Si les microgrids résilients sont intéressants pour la France, d’autres pays peuvent également y trouver de l’intérêt. Les Etats-Unis, par exemple, ont un réseau moins performant qu’en France, et sont friands du concept de microgrid résilient. Mais ce type de fonctionnement peut également être utile dans les pays en voie de développement, afin d’avoir de l’électricité au niveau local. En couplant éolien, photovoltaïque et stockeurs, il est possible de mettre en place en réseau viable. Une fois les réseaux locaux installés, ils peuvent être reliés entre eux, pour créer un réseau plus grand. En Afrique notamment, cela permettrait de s’appuyer sur des réseaux locaux simples d’exploitation pour reconstituer un réseau national plus résilient.

 

Une équation coût/bénéfice à trouver

Les microgrids peuvent également servir d’appui pour se diriger vers des systèmes d’autoconsommation collective, qui répondent à de nombreux enjeux énergétiques. Cependant, il y a encore de nombreux freins à cette transition. Par exemple, le coût d’usage du réseau est trop important en France, ce qui encourage plutôt l’autoconsommation individuelle. De plus, les systèmes de stockage, s’ils ne sont pas utilisés régulièrement, ne sont pas rentables.
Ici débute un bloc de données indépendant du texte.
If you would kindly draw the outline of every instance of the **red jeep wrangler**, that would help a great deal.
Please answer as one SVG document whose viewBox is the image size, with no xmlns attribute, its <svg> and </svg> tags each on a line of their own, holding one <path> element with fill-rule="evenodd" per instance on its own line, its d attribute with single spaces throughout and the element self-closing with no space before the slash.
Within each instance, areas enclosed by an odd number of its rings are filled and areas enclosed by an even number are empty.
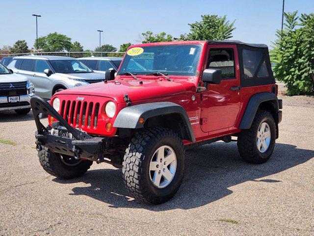
<svg viewBox="0 0 314 236">
<path fill-rule="evenodd" d="M 110 163 L 123 168 L 136 200 L 157 204 L 180 186 L 186 149 L 236 141 L 247 162 L 262 163 L 271 155 L 282 103 L 267 46 L 134 45 L 115 72 L 58 92 L 50 104 L 32 97 L 39 161 L 48 173 L 74 178 L 93 161 Z"/>
</svg>

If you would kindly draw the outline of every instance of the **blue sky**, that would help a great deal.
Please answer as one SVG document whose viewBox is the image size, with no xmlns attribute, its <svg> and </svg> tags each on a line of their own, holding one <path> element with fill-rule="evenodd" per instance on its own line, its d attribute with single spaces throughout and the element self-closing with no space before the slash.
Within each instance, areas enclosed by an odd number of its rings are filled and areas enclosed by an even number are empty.
<svg viewBox="0 0 314 236">
<path fill-rule="evenodd" d="M 269 45 L 281 25 L 282 0 L 0 0 L 1 10 L 0 47 L 25 39 L 29 48 L 38 36 L 56 31 L 72 42 L 78 41 L 84 49 L 99 44 L 96 30 L 105 30 L 102 44 L 118 48 L 126 42 L 138 43 L 143 32 L 165 31 L 173 36 L 189 30 L 188 23 L 199 21 L 201 15 L 227 15 L 236 20 L 234 39 Z M 313 0 L 286 0 L 285 11 L 314 12 Z"/>
</svg>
Il faut donc aller au-delà de leur simple fonction de système d’urgence. Mutualiser les services pourrait permettre de réduire les coûts, et donc de développer le recours à cette technologie.

 

Flexibilité et diversification des usages

Le travail mené sur les microgrids résilients et les moyens de stockage est en effet bénéfique pour d’autres domaines que celui des réseaux d’énergie. L’hydrogène par exemple peut être facilement associé à un réseau de chaleur, ou de transport. Ce dernier secteur est aussi intéressant pour le stockage via des batteries électriques. Celles-ci permettent une flexibilité importante. Par exemple, lors du développement d’un réseau de transport en commun, la position des terminus de bus est parfois expérimentale. En les équipant de bornes de recharge temporaires, le tracé de la ligne est modifiable sans investissements conséquents.